Я повернула голову в сторону Никиты. На его губах играла ухмылка.
— А ты решил?
— Это твой вопрос?
Я ответила, что да.
— Не знаю. Последние полгода я часто задавался этим вопросом. Не могу с уверенностью сказать, чего именно я хочу от жизни. По крайней мере, в плане работы.
— Возьми то, что умеешь делать лучше всего, и преврати это в дело всей своей жизни. Или возьми то, что любишь делать — рецепт тот же.
Никита повернул голову на меня и улыбнулся новой, совсем другой улыбкой — она начиналась со света в его глазах и медленно переходила в губы, растягивая их так, что левый уголок указывал вниз, а правый вверх.
— Ты можешь заняться программированием.

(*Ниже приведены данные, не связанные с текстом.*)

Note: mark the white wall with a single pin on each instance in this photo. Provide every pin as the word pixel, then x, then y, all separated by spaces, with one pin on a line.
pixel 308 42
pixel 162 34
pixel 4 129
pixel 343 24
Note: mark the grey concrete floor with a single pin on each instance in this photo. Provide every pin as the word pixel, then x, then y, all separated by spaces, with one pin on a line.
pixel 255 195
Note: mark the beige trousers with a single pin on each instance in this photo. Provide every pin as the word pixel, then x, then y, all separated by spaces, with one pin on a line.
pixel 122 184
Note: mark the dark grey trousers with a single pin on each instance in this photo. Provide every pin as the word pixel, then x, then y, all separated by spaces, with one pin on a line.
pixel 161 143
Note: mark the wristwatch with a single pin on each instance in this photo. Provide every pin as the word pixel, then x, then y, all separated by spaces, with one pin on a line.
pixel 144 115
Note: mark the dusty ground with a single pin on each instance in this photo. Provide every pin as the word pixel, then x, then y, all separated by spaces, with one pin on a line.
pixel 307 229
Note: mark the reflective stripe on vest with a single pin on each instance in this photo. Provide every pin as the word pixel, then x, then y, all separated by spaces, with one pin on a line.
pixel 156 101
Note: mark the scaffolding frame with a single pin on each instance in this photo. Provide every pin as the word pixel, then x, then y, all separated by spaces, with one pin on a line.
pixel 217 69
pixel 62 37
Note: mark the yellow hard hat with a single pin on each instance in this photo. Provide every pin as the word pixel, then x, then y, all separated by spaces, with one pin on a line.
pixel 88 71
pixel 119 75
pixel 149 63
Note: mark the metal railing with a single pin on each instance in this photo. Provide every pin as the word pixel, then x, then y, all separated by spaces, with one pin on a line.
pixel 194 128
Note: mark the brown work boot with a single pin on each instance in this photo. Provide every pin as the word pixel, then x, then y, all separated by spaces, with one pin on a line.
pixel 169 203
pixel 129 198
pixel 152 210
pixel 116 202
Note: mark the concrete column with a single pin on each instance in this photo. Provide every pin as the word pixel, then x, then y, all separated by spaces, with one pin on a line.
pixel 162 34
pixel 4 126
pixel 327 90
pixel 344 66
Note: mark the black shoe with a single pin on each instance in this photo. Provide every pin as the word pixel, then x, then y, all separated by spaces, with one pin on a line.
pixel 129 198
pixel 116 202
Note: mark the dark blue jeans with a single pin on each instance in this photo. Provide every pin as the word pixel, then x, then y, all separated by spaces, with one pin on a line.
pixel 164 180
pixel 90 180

Или информационными технологиями. Хотя, я бы на твоем месте с таким талантом к художественному освещению пошла бы в киноиндустрию. Там тебя с руками и ногами расхватают.
— Спасибо, — Никита понизил голос.
Я улыбнулась ему в ответ.
— Ладно, теперь снова я, — Никита сложил руки на животе и принялся выстукивать пальцами какую—то мелодию. — Ты … Ты когда—нибудь …
Никита запинался, словно слова давались ему с трудом.
— Не, дурацкий вопрос, — наконец, произнес он. — Сейчас придумаю что—нибудь получше.